Robert Scott Horning wrote:
At the very least, if there is to be a moritorium on new sister projects, please make that official policy on the part of the Wikimedia Foundation Board and get that stated on the New Project page, and perhaps even on the front page of Meta as well. On the other hand, if the board does intend to allow some new projects to be started if they are well thought out and have a support community behind them, there should be an official policy to silence the critics who seem to speak in a semi-official capacity on behalf of the board (even though I know they are not board members).
You want the Board to make a decision? Keep dreaming. If you want something done, do it yourself. Form your own organisation, secure your own funding, develop your own software.
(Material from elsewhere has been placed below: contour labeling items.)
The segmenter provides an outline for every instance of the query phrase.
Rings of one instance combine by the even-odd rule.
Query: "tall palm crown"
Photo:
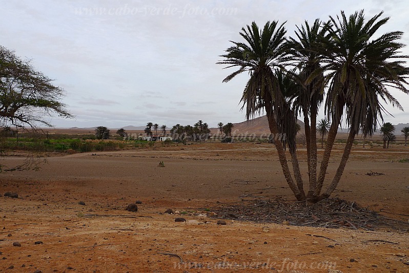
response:
[[[217,127],[218,127],[219,130],[220,130],[220,133],[223,132],[223,122],[219,122],[217,123]]]
[[[224,78],[230,81],[237,75],[248,72],[250,78],[247,82],[241,102],[246,108],[246,117],[250,119],[260,113],[265,101],[271,101],[277,89],[277,78],[273,70],[283,68],[287,60],[283,42],[286,30],[283,24],[268,22],[262,29],[253,22],[243,28],[240,35],[246,43],[232,41],[234,45],[226,50],[227,54],[218,64],[228,65],[224,68],[238,67],[238,69]]]
[[[162,132],[162,133],[163,134],[163,135],[166,135],[166,128],[167,128],[167,127],[166,127],[166,125],[165,125],[165,124],[163,124],[163,125],[162,125],[162,126],[160,127],[160,131]]]
[[[407,57],[399,55],[404,46],[397,41],[403,32],[387,32],[374,38],[389,19],[380,19],[382,13],[365,22],[363,10],[347,18],[341,11],[336,19],[330,16],[325,26],[331,34],[330,38],[323,38],[322,52],[324,69],[329,71],[326,76],[328,116],[339,124],[344,110],[345,120],[356,133],[362,129],[364,134],[371,135],[376,130],[378,118],[382,119],[384,110],[380,100],[402,109],[387,87],[409,94],[404,86],[409,71],[404,61],[397,59]]]
[[[406,146],[407,138],[409,137],[409,127],[403,127],[403,128],[400,130],[400,132],[402,133],[402,135],[405,137],[405,146]]]

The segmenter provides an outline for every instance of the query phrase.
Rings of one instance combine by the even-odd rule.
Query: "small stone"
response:
[[[10,192],[7,192],[5,194],[4,194],[5,197],[11,197],[12,198],[18,198],[18,195],[16,193],[10,193]]]
[[[166,211],[165,211],[165,213],[168,213],[169,214],[174,214],[175,213],[173,212],[173,209],[172,208],[168,208]]]
[[[127,211],[128,212],[132,212],[136,213],[138,211],[138,206],[136,205],[136,204],[132,203],[131,204],[129,204],[126,208]]]

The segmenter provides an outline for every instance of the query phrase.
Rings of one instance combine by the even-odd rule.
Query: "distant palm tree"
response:
[[[298,122],[295,123],[295,131],[297,134],[301,131],[301,125]]]
[[[383,140],[383,149],[387,149],[389,148],[390,142],[394,141],[396,139],[396,136],[393,134],[395,126],[391,122],[386,122],[383,123],[380,131],[382,133],[381,138]]]
[[[234,124],[232,122],[229,122],[223,127],[223,132],[226,134],[226,136],[231,136],[232,129],[234,127]]]
[[[400,132],[402,133],[402,135],[405,137],[405,146],[406,146],[406,142],[407,141],[407,137],[409,136],[409,127],[403,127],[403,128],[400,130]]]
[[[219,128],[220,134],[221,134],[221,133],[223,133],[223,122],[219,122],[217,123],[217,127]]]
[[[318,121],[317,125],[317,132],[318,132],[321,138],[321,148],[324,148],[324,136],[330,132],[330,128],[331,127],[330,121],[326,118],[324,118]]]
[[[160,127],[160,131],[163,134],[163,135],[166,134],[166,125],[163,124]]]
[[[118,129],[116,131],[116,134],[119,135],[121,137],[127,137],[128,136],[128,133],[125,132],[125,129],[124,128],[121,128],[120,129]]]
[[[108,139],[109,132],[109,129],[105,126],[98,126],[95,128],[95,138],[97,139]]]

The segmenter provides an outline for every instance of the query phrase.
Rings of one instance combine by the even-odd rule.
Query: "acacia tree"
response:
[[[402,133],[402,135],[405,137],[405,146],[406,146],[407,141],[407,137],[409,137],[409,127],[403,127],[403,128],[400,130],[400,132]]]
[[[156,135],[158,134],[158,129],[159,129],[159,124],[158,123],[155,123],[153,124],[153,130],[156,131]]]
[[[51,127],[47,120],[54,114],[72,118],[62,102],[64,90],[36,70],[28,60],[0,46],[0,125]]]
[[[167,128],[167,127],[166,127],[166,125],[165,125],[165,124],[163,124],[163,125],[162,125],[162,126],[160,127],[160,131],[162,132],[162,133],[163,135],[166,135],[166,128]]]
[[[220,130],[220,133],[221,134],[223,133],[223,122],[219,122],[217,123],[217,128]]]
[[[95,128],[95,138],[97,139],[109,139],[110,131],[105,126],[98,126]]]
[[[327,23],[321,24],[318,20],[311,29],[308,27],[305,31],[302,28],[299,29],[300,35],[297,36],[300,40],[298,44],[295,39],[285,43],[285,29],[281,25],[279,31],[275,31],[276,22],[268,22],[259,31],[253,23],[240,33],[246,41],[233,42],[234,46],[221,56],[224,59],[218,62],[228,65],[228,68],[238,68],[224,82],[242,72],[249,72],[250,78],[241,98],[248,119],[265,110],[271,132],[275,135],[279,133],[286,135],[295,182],[290,172],[282,144],[276,137],[274,141],[284,177],[299,200],[308,199],[315,202],[331,195],[339,182],[358,132],[360,130],[365,136],[372,135],[378,119],[383,119],[381,101],[388,101],[401,109],[386,87],[408,93],[404,85],[409,70],[404,66],[404,61],[395,60],[407,58],[399,55],[404,46],[399,43],[402,33],[378,35],[379,28],[388,20],[379,19],[381,15],[380,13],[365,22],[363,11],[349,17],[341,11],[340,16],[336,19],[330,17]],[[373,38],[375,36],[378,38]],[[305,37],[308,43],[304,40]],[[313,57],[310,58],[310,53],[314,53]],[[298,73],[283,72],[290,60]],[[284,74],[282,84],[279,80],[279,73]],[[285,80],[289,75],[298,84]],[[288,92],[291,86],[295,92]],[[317,173],[316,126],[311,126],[315,121],[305,122],[305,135],[310,139],[307,141],[310,143],[307,146],[310,188],[306,196],[295,144],[295,116],[298,110],[308,114],[304,115],[304,118],[316,118],[317,112],[314,111],[318,109],[324,87],[327,88],[326,117],[332,124]],[[316,98],[313,99],[315,96]],[[350,129],[348,139],[335,176],[321,194],[332,147],[344,114]]]

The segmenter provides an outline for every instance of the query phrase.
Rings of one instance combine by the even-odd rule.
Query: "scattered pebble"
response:
[[[10,193],[10,192],[7,192],[5,194],[4,194],[5,197],[11,197],[12,198],[18,198],[18,195],[16,193]]]
[[[174,212],[173,212],[173,209],[172,208],[168,208],[166,211],[165,211],[165,213],[168,213],[169,214],[174,214]]]
[[[136,205],[136,204],[134,203],[132,203],[131,204],[129,204],[126,208],[127,211],[128,212],[132,212],[136,213],[138,211],[138,206]]]

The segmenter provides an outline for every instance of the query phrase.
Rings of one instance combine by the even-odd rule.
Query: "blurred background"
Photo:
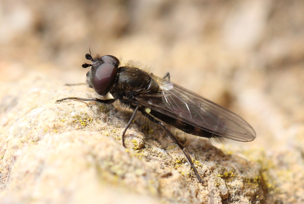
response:
[[[304,202],[304,1],[0,1],[2,83],[33,72],[84,82],[89,47],[169,72],[241,115],[256,139],[219,147],[260,163],[283,202]]]

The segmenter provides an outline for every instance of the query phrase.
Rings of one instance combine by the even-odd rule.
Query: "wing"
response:
[[[204,98],[175,84],[162,92],[158,97],[136,99],[143,106],[219,136],[242,142],[255,138],[254,130],[243,119]]]

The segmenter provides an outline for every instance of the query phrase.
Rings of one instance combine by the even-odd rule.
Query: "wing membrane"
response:
[[[144,106],[219,136],[242,142],[255,138],[243,119],[204,98],[175,84],[162,92],[161,97],[137,99]]]

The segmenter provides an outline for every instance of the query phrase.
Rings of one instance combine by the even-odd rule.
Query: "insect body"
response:
[[[199,181],[203,181],[187,149],[170,132],[168,124],[197,136],[210,138],[226,138],[242,142],[254,139],[255,132],[247,122],[227,109],[180,86],[171,83],[167,73],[160,78],[132,66],[119,66],[115,57],[106,55],[93,58],[85,55],[92,64],[87,73],[87,83],[101,96],[109,93],[113,98],[102,100],[77,97],[69,99],[93,100],[105,104],[118,101],[134,110],[123,133],[124,135],[137,111],[163,127],[182,150]]]

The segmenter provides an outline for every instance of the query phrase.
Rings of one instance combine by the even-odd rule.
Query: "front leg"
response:
[[[107,104],[112,103],[115,101],[115,99],[112,98],[110,99],[106,99],[106,100],[102,100],[102,99],[100,99],[99,98],[80,98],[79,97],[68,97],[68,98],[62,98],[59,100],[57,100],[56,101],[56,102],[57,103],[61,102],[61,101],[69,99],[75,99],[75,100],[82,100],[84,101],[94,101],[96,102],[100,102],[102,103],[103,104]]]

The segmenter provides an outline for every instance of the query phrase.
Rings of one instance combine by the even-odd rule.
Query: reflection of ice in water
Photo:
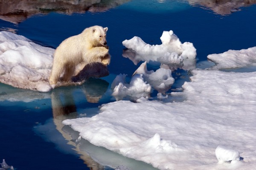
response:
[[[99,79],[90,79],[81,86],[81,91],[87,93],[86,97],[92,96],[93,102],[104,95],[107,91],[108,83]],[[100,89],[100,90],[99,90]],[[86,111],[83,110],[81,114],[77,111],[74,99],[73,97],[75,88],[66,87],[55,89],[51,94],[51,101],[53,116],[53,122],[49,120],[44,125],[39,124],[34,127],[34,130],[38,135],[41,136],[47,141],[53,142],[56,144],[58,149],[66,153],[74,154],[75,150],[80,155],[80,158],[88,167],[93,170],[104,170],[105,166],[115,168],[117,167],[128,167],[131,170],[156,170],[151,166],[144,162],[136,161],[121,156],[106,149],[99,147],[90,144],[88,141],[81,139],[79,133],[74,131],[69,126],[61,123],[67,119],[74,119],[78,117],[86,116]],[[90,101],[90,99],[88,100]],[[98,108],[97,108],[99,109]],[[88,110],[90,111],[90,110]],[[88,113],[90,114],[90,113]],[[56,126],[56,131],[53,126]],[[49,129],[51,130],[49,130]],[[61,136],[60,135],[61,133]],[[79,137],[80,136],[80,137]],[[68,144],[73,147],[72,149],[67,146]],[[107,168],[109,169],[109,168]]]
[[[0,32],[0,82],[41,92],[51,91],[52,87],[48,82],[48,77],[54,50],[36,44],[23,36]],[[55,87],[80,85],[89,77],[100,77],[109,74],[106,66],[98,62],[84,68],[77,67],[76,72],[77,75],[72,77],[76,82],[58,82]]]
[[[221,15],[227,15],[241,11],[239,8],[256,3],[255,0],[188,0],[193,6],[200,6],[209,8],[215,13]]]

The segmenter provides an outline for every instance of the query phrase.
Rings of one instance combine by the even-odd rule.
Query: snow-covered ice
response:
[[[217,69],[240,68],[256,66],[256,47],[241,50],[230,50],[223,53],[209,55]]]
[[[240,63],[253,55],[247,54]],[[119,101],[63,123],[95,145],[161,170],[253,169],[256,72],[191,72],[183,91],[168,95],[180,102]]]
[[[0,82],[40,91],[52,89],[48,82],[54,49],[21,35],[0,32]]]
[[[116,76],[111,85],[113,89],[112,95],[116,100],[122,100],[127,96],[132,99],[147,97],[151,92],[152,88],[144,81],[142,74],[136,74],[131,78],[129,83],[126,82],[126,75]]]
[[[90,77],[100,77],[109,74],[106,66],[99,62],[79,66],[72,80],[75,82],[58,82],[51,86],[48,82],[55,49],[37,44],[21,36],[0,32],[0,82],[13,87],[47,92],[62,85],[81,85]],[[100,69],[99,69],[100,68]],[[79,72],[80,71],[80,72]]]
[[[167,91],[174,83],[174,79],[172,76],[171,70],[160,68],[156,71],[153,70],[148,71],[146,62],[141,64],[133,75],[136,74],[142,74],[144,81],[161,93]]]
[[[125,50],[123,56],[134,61],[157,61],[165,64],[182,64],[185,59],[195,58],[196,49],[193,43],[182,43],[172,31],[164,31],[160,39],[162,44],[160,45],[147,44],[136,36],[125,40],[122,44],[128,50]]]
[[[238,151],[219,145],[215,150],[218,160],[221,162],[239,161],[240,155]]]

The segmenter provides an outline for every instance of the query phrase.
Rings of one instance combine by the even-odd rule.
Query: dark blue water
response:
[[[0,84],[0,160],[5,159],[18,170],[90,169],[90,159],[78,151],[72,138],[65,136],[60,122],[63,119],[93,116],[98,113],[98,106],[115,101],[110,88],[113,80],[120,73],[131,77],[140,64],[135,65],[122,56],[125,47],[122,42],[125,39],[137,36],[146,43],[160,44],[163,31],[172,30],[182,42],[193,43],[198,62],[207,60],[208,54],[256,46],[255,5],[241,7],[241,11],[224,15],[183,2],[174,6],[175,1],[153,1],[148,5],[145,1],[132,1],[102,12],[68,15],[47,12],[15,24],[0,20],[1,30],[13,30],[53,48],[85,28],[96,25],[108,27],[112,56],[109,76],[91,79],[81,86],[42,94]],[[148,6],[140,6],[142,4]],[[155,69],[155,66],[148,65],[148,70]],[[173,73],[174,76],[179,75],[177,72],[183,76],[178,77],[179,83],[174,86],[180,88],[185,81],[182,79],[188,81],[189,76],[186,71],[180,70]],[[152,95],[157,93],[155,91]],[[143,166],[140,164],[142,163],[138,166]],[[99,166],[110,169],[103,166],[107,165]]]

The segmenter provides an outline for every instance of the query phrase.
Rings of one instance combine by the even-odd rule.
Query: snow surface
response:
[[[239,152],[237,150],[218,146],[215,150],[216,157],[220,162],[235,161],[240,160]]]
[[[54,49],[43,47],[21,35],[0,32],[0,82],[41,92],[48,82]]]
[[[112,95],[116,100],[122,100],[127,96],[131,99],[147,97],[151,93],[151,86],[144,82],[142,74],[134,75],[129,83],[126,82],[126,76],[125,74],[117,75],[111,85],[113,89]]]
[[[116,100],[122,99],[127,96],[133,99],[148,97],[152,91],[151,87],[159,92],[164,93],[174,83],[171,70],[160,68],[156,71],[148,71],[146,62],[134,72],[129,84],[126,82],[126,76],[124,74],[117,75],[111,84],[113,89],[112,95]]]
[[[181,102],[119,101],[63,123],[95,145],[161,170],[254,169],[256,72],[191,73],[183,91],[168,96]]]

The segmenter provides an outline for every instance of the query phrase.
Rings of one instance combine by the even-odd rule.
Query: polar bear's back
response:
[[[83,41],[81,34],[70,37],[64,40],[57,48],[54,53],[54,58],[61,58],[59,62],[76,65],[82,62],[82,51],[86,42]],[[61,57],[56,56],[61,56]]]

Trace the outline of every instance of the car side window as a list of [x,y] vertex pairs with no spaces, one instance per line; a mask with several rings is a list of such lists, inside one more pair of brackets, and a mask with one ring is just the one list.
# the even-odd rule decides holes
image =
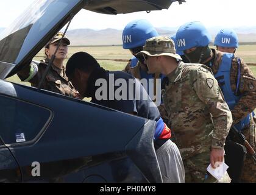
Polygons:
[[51,115],[40,106],[2,96],[0,96],[0,136],[5,144],[32,140]]

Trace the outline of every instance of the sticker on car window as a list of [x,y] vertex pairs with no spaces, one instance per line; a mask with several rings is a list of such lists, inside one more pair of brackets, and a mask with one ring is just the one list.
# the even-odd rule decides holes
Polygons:
[[16,133],[16,142],[24,142],[26,141],[25,135],[24,133]]

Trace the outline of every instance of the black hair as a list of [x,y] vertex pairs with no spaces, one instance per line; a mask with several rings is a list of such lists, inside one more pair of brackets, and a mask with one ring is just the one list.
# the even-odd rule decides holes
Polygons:
[[91,73],[94,69],[99,68],[97,60],[87,52],[79,52],[72,55],[66,65],[66,75],[71,76],[76,69]]

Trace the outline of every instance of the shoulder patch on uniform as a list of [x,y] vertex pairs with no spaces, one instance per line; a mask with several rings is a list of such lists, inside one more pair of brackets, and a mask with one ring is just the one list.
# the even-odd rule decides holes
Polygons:
[[213,79],[211,78],[206,79],[206,83],[207,83],[208,87],[212,88],[213,86]]
[[253,89],[254,88],[254,84],[252,84],[252,83],[250,82],[248,83],[248,88],[249,88],[250,90],[253,90]]

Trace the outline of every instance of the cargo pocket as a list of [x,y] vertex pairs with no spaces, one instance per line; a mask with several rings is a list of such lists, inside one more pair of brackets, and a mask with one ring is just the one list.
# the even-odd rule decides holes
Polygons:
[[49,90],[53,92],[56,92],[65,94],[65,91],[62,88],[61,84],[62,82],[60,79],[56,79],[56,78],[51,76],[46,76],[46,77],[47,80],[47,86],[48,86],[47,90]]

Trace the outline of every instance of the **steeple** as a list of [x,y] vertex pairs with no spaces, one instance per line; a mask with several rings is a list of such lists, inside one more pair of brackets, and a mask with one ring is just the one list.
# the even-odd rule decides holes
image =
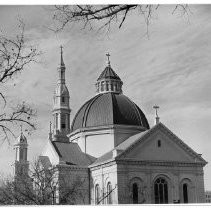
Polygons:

If there are genuine technical issues that need to be addressed so that starting en.wikiversity.org is somehow harder than to.wikibooks.org, I would like to know what those issues are that developers seem to be screaming about. Get technical and don't sugar coat it either, and if possible give hard examples. If the concern is purely social and getting the new project community organized, that may be a legitimate concern. I don't think it is in as many cases as the critics seems to believe it may be, and most new projects tend to recruit more people than would normally be participating with Wikipedia alone, so I don't think it necessarily bleeds other projects dry from volunteers. This is also an issue I would be more than willing to debate as well.
Some software requirements are listed at
http://meta.wikimedia.org/wiki/Wikiversity#Possible_software_needs
Making a comprehensive list is a job for a developer, and you don't seem to have any interested developers at the moment. It's much easier to put your name on a list of supporters than it is to write 1000 lines of code. Or indeed, to determine the requirements that that 1000 lines of code should fulfill.